Earlier this year, I heard separately that one of the reasons the third-generation iPad didn’t get a laminated display was because of manufacturing challenges at such a large scale. There are a few recent 10-inch tablets which do have a laminated display, but the fourth-generation iPad still does not. However, these other tablets aren’t selling at anywhere near the same rate as the iPad, which means that the challenges of mass-producing large laminated panels might not apply as much.

It appears to be a similar story with the iMac.

The brand new light weight looks absolutely wonderful in every width. Fantastic work from Hoefler & Frere-Jones.

Smart post from Emanuel Sá:

Every time someone voices discontent about an application price they often provide a simple comparison: food. Do they take more value from a $2.99 application or from an equally priced latte?

When I buy an app, I buy it because I think it will improve the quality of the iPhone I bought. I may not use that app daily, but whenever I need it, I know where it is, and what it can do for me.
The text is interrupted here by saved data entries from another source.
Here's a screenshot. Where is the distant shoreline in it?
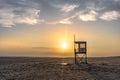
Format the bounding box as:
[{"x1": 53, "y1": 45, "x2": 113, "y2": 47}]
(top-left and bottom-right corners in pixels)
[{"x1": 0, "y1": 56, "x2": 120, "y2": 58}]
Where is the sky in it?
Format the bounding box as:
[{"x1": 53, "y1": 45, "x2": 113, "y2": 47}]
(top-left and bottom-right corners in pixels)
[{"x1": 0, "y1": 0, "x2": 120, "y2": 57}]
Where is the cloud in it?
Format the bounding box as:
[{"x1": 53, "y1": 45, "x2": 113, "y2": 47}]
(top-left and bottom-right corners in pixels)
[
  {"x1": 0, "y1": 9, "x2": 14, "y2": 27},
  {"x1": 61, "y1": 4, "x2": 79, "y2": 12},
  {"x1": 0, "y1": 0, "x2": 44, "y2": 27},
  {"x1": 100, "y1": 11, "x2": 120, "y2": 21},
  {"x1": 0, "y1": 8, "x2": 43, "y2": 27},
  {"x1": 59, "y1": 18, "x2": 72, "y2": 24},
  {"x1": 46, "y1": 10, "x2": 98, "y2": 24},
  {"x1": 46, "y1": 15, "x2": 76, "y2": 25},
  {"x1": 14, "y1": 9, "x2": 44, "y2": 24},
  {"x1": 46, "y1": 18, "x2": 72, "y2": 25},
  {"x1": 77, "y1": 10, "x2": 98, "y2": 21}
]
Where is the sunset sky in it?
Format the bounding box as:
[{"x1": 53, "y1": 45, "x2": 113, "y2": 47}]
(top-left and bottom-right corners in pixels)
[{"x1": 0, "y1": 0, "x2": 120, "y2": 57}]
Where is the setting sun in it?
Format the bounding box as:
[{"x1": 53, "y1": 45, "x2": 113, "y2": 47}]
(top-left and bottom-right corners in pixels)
[{"x1": 61, "y1": 43, "x2": 67, "y2": 49}]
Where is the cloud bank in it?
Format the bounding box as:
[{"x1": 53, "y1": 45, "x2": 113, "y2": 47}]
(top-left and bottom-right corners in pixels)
[{"x1": 0, "y1": 0, "x2": 120, "y2": 27}]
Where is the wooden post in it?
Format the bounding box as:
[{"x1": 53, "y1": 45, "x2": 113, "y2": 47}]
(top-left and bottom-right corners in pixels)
[
  {"x1": 85, "y1": 42, "x2": 87, "y2": 64},
  {"x1": 74, "y1": 35, "x2": 76, "y2": 64}
]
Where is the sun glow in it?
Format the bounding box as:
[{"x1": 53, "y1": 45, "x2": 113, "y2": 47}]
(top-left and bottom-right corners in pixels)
[{"x1": 61, "y1": 42, "x2": 67, "y2": 49}]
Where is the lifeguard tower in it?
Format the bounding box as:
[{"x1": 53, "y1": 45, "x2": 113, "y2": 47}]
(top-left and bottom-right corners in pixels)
[{"x1": 74, "y1": 35, "x2": 87, "y2": 64}]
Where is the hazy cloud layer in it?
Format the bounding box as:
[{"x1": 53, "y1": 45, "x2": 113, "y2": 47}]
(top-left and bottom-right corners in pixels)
[{"x1": 0, "y1": 0, "x2": 120, "y2": 27}]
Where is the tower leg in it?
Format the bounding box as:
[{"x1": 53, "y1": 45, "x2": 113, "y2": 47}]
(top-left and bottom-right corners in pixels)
[
  {"x1": 75, "y1": 53, "x2": 76, "y2": 64},
  {"x1": 85, "y1": 54, "x2": 87, "y2": 64}
]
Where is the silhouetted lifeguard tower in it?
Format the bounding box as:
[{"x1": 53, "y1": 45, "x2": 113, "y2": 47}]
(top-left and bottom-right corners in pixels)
[{"x1": 74, "y1": 35, "x2": 87, "y2": 64}]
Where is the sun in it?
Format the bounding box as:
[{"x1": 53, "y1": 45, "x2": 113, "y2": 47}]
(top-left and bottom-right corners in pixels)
[{"x1": 61, "y1": 42, "x2": 67, "y2": 49}]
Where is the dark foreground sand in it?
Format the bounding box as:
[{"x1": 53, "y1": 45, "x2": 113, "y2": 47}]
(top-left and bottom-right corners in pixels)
[{"x1": 0, "y1": 57, "x2": 120, "y2": 80}]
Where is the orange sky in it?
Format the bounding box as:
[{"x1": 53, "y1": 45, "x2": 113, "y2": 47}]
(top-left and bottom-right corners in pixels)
[{"x1": 0, "y1": 0, "x2": 120, "y2": 57}]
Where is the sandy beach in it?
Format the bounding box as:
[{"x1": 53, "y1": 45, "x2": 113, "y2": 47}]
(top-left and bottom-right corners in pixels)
[{"x1": 0, "y1": 57, "x2": 120, "y2": 80}]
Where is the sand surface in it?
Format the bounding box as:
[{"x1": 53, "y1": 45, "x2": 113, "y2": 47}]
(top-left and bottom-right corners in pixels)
[{"x1": 0, "y1": 57, "x2": 120, "y2": 80}]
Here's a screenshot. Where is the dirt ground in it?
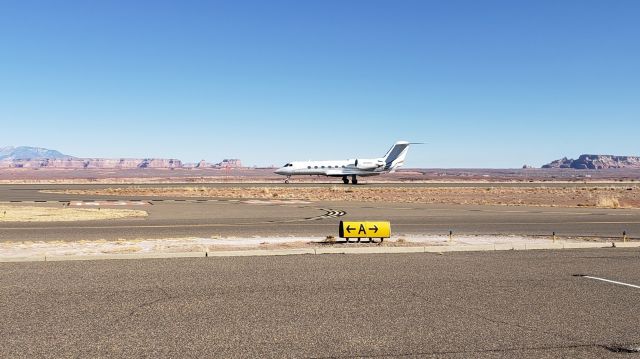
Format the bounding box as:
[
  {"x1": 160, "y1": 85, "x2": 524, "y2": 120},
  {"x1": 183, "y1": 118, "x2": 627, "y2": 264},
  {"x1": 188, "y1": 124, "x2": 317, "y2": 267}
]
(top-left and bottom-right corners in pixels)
[
  {"x1": 0, "y1": 205, "x2": 148, "y2": 222},
  {"x1": 49, "y1": 185, "x2": 640, "y2": 208},
  {"x1": 0, "y1": 235, "x2": 610, "y2": 259},
  {"x1": 2, "y1": 168, "x2": 640, "y2": 184}
]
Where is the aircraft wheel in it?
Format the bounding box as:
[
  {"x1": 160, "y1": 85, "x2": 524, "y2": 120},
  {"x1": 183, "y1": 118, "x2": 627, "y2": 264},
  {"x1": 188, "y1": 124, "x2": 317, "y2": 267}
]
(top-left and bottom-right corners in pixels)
[
  {"x1": 284, "y1": 179, "x2": 289, "y2": 184},
  {"x1": 342, "y1": 176, "x2": 349, "y2": 184},
  {"x1": 351, "y1": 175, "x2": 358, "y2": 185}
]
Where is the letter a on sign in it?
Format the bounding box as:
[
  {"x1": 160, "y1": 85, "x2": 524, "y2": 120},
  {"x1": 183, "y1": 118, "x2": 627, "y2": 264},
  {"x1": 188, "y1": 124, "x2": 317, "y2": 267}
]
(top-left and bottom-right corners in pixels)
[{"x1": 339, "y1": 221, "x2": 391, "y2": 239}]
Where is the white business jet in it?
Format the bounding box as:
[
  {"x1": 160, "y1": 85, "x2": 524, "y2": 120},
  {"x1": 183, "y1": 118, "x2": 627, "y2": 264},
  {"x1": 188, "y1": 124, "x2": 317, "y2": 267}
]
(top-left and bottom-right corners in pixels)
[{"x1": 275, "y1": 141, "x2": 413, "y2": 184}]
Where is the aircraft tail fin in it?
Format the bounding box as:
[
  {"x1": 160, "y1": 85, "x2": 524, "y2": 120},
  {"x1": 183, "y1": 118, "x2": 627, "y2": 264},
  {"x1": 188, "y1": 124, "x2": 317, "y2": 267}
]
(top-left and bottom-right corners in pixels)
[{"x1": 382, "y1": 141, "x2": 411, "y2": 171}]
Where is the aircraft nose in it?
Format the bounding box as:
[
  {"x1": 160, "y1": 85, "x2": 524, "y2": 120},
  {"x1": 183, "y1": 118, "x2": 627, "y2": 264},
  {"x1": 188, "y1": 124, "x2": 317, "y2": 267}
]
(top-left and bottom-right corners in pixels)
[{"x1": 274, "y1": 168, "x2": 286, "y2": 175}]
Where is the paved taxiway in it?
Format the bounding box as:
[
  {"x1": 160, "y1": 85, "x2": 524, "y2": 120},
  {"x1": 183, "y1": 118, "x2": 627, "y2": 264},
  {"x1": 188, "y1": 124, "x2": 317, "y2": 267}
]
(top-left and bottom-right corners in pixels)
[
  {"x1": 0, "y1": 184, "x2": 638, "y2": 241},
  {"x1": 2, "y1": 249, "x2": 639, "y2": 357}
]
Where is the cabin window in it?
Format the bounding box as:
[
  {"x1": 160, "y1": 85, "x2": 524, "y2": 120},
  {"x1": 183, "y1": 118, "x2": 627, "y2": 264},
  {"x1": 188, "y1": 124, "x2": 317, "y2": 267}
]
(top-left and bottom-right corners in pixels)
[
  {"x1": 314, "y1": 166, "x2": 318, "y2": 169},
  {"x1": 342, "y1": 165, "x2": 345, "y2": 168},
  {"x1": 307, "y1": 166, "x2": 311, "y2": 169},
  {"x1": 321, "y1": 166, "x2": 325, "y2": 169}
]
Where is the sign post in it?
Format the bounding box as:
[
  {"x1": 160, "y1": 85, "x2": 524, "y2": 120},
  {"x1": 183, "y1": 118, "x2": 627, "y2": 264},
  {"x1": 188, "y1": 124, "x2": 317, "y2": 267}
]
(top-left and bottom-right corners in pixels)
[{"x1": 339, "y1": 221, "x2": 391, "y2": 242}]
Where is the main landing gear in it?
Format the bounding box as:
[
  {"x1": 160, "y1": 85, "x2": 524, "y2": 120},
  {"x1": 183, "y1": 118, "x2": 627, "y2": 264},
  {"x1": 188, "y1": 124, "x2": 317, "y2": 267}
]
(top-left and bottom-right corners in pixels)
[{"x1": 341, "y1": 175, "x2": 358, "y2": 185}]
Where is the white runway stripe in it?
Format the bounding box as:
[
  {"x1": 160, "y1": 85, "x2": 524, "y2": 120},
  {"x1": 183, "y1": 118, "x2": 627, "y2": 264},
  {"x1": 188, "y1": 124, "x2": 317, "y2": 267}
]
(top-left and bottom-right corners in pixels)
[
  {"x1": 581, "y1": 275, "x2": 640, "y2": 289},
  {"x1": 305, "y1": 208, "x2": 346, "y2": 221}
]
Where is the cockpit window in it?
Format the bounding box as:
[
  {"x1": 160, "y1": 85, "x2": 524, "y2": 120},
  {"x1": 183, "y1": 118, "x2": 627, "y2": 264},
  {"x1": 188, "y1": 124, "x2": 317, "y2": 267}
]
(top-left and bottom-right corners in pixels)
[{"x1": 283, "y1": 163, "x2": 292, "y2": 167}]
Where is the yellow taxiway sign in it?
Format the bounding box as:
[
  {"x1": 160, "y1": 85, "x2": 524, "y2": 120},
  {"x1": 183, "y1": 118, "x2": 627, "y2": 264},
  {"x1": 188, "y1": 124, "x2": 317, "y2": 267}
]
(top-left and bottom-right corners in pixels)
[{"x1": 339, "y1": 221, "x2": 391, "y2": 239}]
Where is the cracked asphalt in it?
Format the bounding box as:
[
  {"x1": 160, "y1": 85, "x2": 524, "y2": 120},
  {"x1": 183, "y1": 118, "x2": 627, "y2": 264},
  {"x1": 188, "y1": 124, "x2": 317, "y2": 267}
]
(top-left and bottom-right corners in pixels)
[{"x1": 2, "y1": 249, "x2": 640, "y2": 357}]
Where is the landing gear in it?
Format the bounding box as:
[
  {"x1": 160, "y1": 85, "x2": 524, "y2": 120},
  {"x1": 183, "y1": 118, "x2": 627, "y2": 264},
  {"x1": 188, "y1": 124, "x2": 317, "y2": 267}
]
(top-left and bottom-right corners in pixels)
[
  {"x1": 341, "y1": 175, "x2": 358, "y2": 184},
  {"x1": 284, "y1": 175, "x2": 291, "y2": 184}
]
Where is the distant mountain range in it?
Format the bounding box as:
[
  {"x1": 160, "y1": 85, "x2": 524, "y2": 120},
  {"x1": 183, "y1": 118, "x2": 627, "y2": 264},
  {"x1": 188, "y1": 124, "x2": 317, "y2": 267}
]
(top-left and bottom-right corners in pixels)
[
  {"x1": 0, "y1": 146, "x2": 74, "y2": 161},
  {"x1": 5, "y1": 146, "x2": 637, "y2": 170},
  {"x1": 0, "y1": 146, "x2": 242, "y2": 169},
  {"x1": 543, "y1": 155, "x2": 640, "y2": 169}
]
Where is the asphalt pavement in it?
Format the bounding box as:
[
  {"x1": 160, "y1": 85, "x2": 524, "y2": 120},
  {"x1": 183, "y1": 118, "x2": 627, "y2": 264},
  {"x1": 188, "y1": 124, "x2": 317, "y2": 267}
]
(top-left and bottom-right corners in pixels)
[
  {"x1": 1, "y1": 249, "x2": 639, "y2": 358},
  {"x1": 1, "y1": 184, "x2": 639, "y2": 241}
]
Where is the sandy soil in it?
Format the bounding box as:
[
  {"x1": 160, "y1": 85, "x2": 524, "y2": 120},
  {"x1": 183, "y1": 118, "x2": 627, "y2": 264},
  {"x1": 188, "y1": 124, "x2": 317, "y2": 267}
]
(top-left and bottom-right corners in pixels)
[
  {"x1": 0, "y1": 235, "x2": 607, "y2": 258},
  {"x1": 0, "y1": 205, "x2": 148, "y2": 222},
  {"x1": 49, "y1": 185, "x2": 640, "y2": 208}
]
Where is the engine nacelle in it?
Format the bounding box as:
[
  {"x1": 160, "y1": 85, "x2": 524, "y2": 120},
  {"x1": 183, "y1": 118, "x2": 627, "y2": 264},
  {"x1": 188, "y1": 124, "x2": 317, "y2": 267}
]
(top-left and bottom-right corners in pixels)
[{"x1": 354, "y1": 158, "x2": 385, "y2": 170}]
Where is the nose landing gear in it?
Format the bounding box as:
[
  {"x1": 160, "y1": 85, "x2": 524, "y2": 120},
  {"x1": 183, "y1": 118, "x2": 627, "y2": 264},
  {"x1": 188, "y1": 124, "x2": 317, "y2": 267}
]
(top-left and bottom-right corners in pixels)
[{"x1": 284, "y1": 175, "x2": 291, "y2": 184}]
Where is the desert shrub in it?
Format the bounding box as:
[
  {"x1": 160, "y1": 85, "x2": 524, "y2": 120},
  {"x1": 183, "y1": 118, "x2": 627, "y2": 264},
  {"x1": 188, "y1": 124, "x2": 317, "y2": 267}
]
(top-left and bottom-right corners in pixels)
[{"x1": 596, "y1": 195, "x2": 620, "y2": 208}]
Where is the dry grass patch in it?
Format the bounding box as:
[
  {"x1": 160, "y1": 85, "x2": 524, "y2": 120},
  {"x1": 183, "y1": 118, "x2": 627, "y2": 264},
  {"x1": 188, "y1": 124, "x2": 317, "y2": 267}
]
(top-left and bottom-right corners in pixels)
[
  {"x1": 0, "y1": 205, "x2": 147, "y2": 222},
  {"x1": 45, "y1": 185, "x2": 640, "y2": 208},
  {"x1": 596, "y1": 195, "x2": 620, "y2": 209},
  {"x1": 323, "y1": 235, "x2": 337, "y2": 243}
]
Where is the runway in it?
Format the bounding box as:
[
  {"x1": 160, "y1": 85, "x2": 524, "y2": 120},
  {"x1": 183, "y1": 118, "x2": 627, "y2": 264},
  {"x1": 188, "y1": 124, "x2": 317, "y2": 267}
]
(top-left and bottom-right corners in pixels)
[
  {"x1": 2, "y1": 249, "x2": 639, "y2": 357},
  {"x1": 0, "y1": 184, "x2": 638, "y2": 241}
]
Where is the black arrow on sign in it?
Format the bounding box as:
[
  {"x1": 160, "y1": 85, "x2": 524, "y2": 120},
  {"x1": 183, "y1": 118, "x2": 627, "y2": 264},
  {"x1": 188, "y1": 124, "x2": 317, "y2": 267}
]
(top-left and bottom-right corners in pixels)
[
  {"x1": 346, "y1": 225, "x2": 355, "y2": 233},
  {"x1": 368, "y1": 225, "x2": 379, "y2": 233}
]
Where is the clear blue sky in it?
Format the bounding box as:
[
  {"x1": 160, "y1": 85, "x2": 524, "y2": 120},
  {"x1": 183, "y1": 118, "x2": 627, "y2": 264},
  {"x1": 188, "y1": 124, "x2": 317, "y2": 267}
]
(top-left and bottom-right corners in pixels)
[{"x1": 1, "y1": 0, "x2": 638, "y2": 168}]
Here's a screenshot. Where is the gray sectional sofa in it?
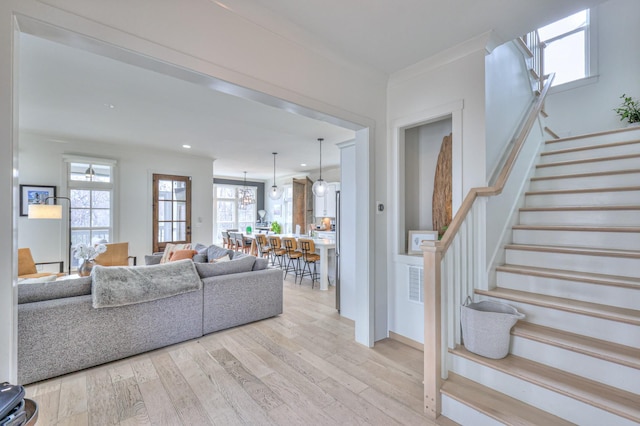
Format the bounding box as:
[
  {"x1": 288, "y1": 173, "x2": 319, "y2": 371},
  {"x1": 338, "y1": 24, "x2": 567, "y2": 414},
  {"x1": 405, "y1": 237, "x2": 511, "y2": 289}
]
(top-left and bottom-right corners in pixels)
[{"x1": 17, "y1": 252, "x2": 283, "y2": 384}]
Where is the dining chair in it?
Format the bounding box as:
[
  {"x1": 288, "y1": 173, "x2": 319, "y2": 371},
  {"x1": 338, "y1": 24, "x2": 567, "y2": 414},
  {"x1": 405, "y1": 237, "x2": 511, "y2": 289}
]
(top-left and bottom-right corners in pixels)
[
  {"x1": 298, "y1": 238, "x2": 320, "y2": 288},
  {"x1": 267, "y1": 235, "x2": 286, "y2": 268},
  {"x1": 281, "y1": 237, "x2": 302, "y2": 281},
  {"x1": 232, "y1": 232, "x2": 250, "y2": 253},
  {"x1": 221, "y1": 231, "x2": 232, "y2": 250}
]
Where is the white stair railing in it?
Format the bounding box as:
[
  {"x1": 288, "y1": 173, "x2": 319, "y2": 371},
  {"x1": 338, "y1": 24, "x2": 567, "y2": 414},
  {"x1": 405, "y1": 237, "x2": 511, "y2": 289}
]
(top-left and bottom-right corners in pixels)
[{"x1": 421, "y1": 34, "x2": 553, "y2": 420}]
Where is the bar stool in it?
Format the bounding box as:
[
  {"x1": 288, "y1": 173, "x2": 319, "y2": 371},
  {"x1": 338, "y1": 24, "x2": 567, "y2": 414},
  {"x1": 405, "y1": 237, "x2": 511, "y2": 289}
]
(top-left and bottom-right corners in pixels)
[
  {"x1": 282, "y1": 237, "x2": 302, "y2": 281},
  {"x1": 267, "y1": 235, "x2": 286, "y2": 267},
  {"x1": 255, "y1": 233, "x2": 271, "y2": 259},
  {"x1": 298, "y1": 238, "x2": 320, "y2": 288}
]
But if it isn’t compatible on the OS i’m running, I need to find an alternative — and I’d love that alternative to just be a newer version of the same app, even if it means purchasing an upgraded version.

Dmitry Fadeyev:

So here is yet another plea for designers to stop “fixing” WebKit font smoothing by disabling subpixel rendering. Feel free to use it on light text on dark backgrounds, feel free to use it to fix custom font rendering on Windows or to style specific bits of text on the page to make it look more slender, but for main portions of text where readability is paramount please leave the default setting alone and let the operating system handle the smoothing.

Due to the way subpixel anti-aliasing works, it makes small light text on a dark background look really bold, and quite blurry (which is why the footer of this site has standard, non-subpixel antialiasing). But this is the only exception to this rule. For everything else, please use subpixel rendering. It makes the web more beautiful. Via everyone on Twitter today.

Christina Warren of Mashable is putting her iPhone 5 in her desk drawer for the next 10 days and is switching to the Nokia Lumia 920 for that time. It’s an experiment I’ve long wanted to do, but without the PR power of a big blog, it’s going to have to wait. Her first day’s results are live, and you can follow along to see how it pans out. I know I’ll be watching intently, because Windows Phone looks very appealing to this iOS user. Via Harry Marks.

Shawn Blanc explains why he’s not buying an iPad Mini (at least, not yet):

In part because I don’t know if I’ve ever gotten used to my Retina devices — and here I mean the “good” kind of not getting used to them. In that the crisp and sharp displays of my iPhone and iPad screens still seem uncanny to me even though I’ve had a Retina iPhone since the summer of 2010.

Just because Gruber, Arment, Ritchie, Hackett, and Siegler are totally cool with the non-retina display, it doesn’t mean you have to be. It doesn’t mean I am. Your mileage may vary. Blanc has a good plan, and it’s the same one I have: wait for the iPad Mini with a retina display and, barring any significant weight or battery issues, buy it then.